Taking a reporter into her backyard, Rrustemaj pulled back part of a haystack to reveal a yellowed skull and what appeared to be a thigh bone. She has no idea who it is. But she knows luck was with her the day they fled. Her husband, Gani, managed to slip past the soldiers and join the fleeing families. But Serbian police caught up with him in the column of refugees in Dakovica.
"They recognized him at the checkpoint. But he changed his jacket and held a child in his arms, so he managed to escape before they could find him again," she said.
Maxhun Alimehaj returned to Ljubenic 10 days ago. He, too, is fortunate to have made it out. The 57-year-old said he was one of the batch of men pulled to the side of the road when the Serbs opened fire. Hit twice in the legs, he tumbled under the bodies of three other men, and acted dead until the Serbian troops moved away, he said.
"One of the soldiers was asking us if we had guns. One of the villagers wanted to tell them we are all civilians, that we have no problems with Serbs," he recalled.
"They didn’t let him finish. They just shot him all over his body."
The commander ordered his troops to open fire again. Eight men fell. The villagers were ordered to lie on the floor and then the troops opened fire again, he said.
Alimehaj waited for two hours beneath the corpses until he couldn’t stand hiding beneath the bodies any longer.
"I crawled away about 10 meters. I saw another man from the village and we helped each other into a house, climbing to the top floor and waited," he said.
"At night we moved from house to house until we got to the mountains."
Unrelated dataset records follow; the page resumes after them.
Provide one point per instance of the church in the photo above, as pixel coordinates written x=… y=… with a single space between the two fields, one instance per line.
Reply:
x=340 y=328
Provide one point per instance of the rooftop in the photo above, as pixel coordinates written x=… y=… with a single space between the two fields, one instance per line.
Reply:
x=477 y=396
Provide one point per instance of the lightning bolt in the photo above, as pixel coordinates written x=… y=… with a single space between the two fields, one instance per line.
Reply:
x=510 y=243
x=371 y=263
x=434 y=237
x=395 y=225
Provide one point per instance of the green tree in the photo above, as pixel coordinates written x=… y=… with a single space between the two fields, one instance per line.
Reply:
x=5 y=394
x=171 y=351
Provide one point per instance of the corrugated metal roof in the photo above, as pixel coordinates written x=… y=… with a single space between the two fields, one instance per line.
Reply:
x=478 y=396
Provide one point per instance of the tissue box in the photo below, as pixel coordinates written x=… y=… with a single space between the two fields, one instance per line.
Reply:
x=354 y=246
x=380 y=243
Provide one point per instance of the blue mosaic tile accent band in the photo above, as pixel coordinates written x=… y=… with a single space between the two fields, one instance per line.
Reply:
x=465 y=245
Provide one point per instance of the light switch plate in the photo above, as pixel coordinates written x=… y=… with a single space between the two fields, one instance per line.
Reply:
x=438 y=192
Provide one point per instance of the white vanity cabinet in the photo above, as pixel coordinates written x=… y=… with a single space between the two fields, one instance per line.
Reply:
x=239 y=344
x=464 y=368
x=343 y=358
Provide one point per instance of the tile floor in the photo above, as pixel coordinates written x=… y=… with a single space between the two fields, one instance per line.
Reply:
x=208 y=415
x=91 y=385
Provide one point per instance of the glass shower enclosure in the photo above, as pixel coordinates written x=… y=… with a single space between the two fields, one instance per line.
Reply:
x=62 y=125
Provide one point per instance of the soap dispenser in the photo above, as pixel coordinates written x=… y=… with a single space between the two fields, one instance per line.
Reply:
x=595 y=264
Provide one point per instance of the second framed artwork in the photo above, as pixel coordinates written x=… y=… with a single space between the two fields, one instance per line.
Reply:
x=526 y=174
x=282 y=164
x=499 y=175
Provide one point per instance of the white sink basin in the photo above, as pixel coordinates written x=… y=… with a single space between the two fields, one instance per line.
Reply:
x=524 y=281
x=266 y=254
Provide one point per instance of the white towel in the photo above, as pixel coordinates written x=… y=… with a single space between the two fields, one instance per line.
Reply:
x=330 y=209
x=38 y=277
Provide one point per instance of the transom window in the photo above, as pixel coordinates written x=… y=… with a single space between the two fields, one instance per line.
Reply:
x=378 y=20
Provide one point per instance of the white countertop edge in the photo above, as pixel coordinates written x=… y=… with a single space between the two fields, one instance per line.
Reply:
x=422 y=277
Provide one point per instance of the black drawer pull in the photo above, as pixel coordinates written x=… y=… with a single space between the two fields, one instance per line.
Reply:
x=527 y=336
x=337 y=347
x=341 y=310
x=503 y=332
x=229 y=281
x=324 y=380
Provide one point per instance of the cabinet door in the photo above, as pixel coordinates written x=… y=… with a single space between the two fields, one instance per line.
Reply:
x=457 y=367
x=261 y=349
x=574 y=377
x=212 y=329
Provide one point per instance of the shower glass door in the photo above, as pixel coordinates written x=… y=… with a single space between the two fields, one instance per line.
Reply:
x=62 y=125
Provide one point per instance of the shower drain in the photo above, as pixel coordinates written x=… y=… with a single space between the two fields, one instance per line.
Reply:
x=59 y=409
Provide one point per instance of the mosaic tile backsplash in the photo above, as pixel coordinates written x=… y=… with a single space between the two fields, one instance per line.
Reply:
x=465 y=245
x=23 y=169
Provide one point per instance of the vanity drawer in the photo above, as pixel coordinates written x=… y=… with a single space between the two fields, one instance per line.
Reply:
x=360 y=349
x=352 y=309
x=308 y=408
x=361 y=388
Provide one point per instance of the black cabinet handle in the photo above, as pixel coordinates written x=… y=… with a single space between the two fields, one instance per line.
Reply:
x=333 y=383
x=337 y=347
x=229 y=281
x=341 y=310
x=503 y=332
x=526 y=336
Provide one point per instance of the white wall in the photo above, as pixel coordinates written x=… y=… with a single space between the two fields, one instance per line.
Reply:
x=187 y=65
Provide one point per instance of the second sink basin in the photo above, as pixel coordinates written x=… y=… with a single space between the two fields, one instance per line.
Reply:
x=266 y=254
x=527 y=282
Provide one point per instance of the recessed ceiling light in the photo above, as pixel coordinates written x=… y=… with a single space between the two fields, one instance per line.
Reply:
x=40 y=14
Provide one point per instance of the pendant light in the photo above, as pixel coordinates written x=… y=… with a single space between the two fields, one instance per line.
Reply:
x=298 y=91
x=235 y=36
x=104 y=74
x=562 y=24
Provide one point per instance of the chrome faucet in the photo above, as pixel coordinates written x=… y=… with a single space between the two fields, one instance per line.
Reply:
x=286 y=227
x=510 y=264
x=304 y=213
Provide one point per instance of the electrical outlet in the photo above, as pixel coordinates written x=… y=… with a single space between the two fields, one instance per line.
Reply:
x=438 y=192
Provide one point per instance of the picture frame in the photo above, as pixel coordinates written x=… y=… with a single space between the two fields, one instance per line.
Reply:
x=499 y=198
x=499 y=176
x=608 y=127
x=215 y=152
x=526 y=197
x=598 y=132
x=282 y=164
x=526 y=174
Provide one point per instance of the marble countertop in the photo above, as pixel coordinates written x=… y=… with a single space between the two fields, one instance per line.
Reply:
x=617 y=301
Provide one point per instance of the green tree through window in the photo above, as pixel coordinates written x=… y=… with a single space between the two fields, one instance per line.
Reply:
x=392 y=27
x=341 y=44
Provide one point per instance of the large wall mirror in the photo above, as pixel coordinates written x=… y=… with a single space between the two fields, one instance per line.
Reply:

There he met Kosovo Liberation Army recruits who helped him, cleaned his wounds and gave him enough food to carry him over the border into Montenegro. Villagers said only eight men survived the shooting in Ljubenic. Only four bodies have been recovered.
"I want to wait here to tell this story. I had a chance to leave and go to Switzerland, but I want people here to know and I’m a witness," Alimehaj said.
On the way back from Ljubenic to Pec City, a river runs parallel to the gravel roadway. Hidden from view beneath undergrowth two corpses lie sprawled in the shallow water. Villagers discovered them five days ago. Their clothes drenched to paled flesh and limbs skewed at unnatural angles, they have been left as testimony for international investigators to identify and register.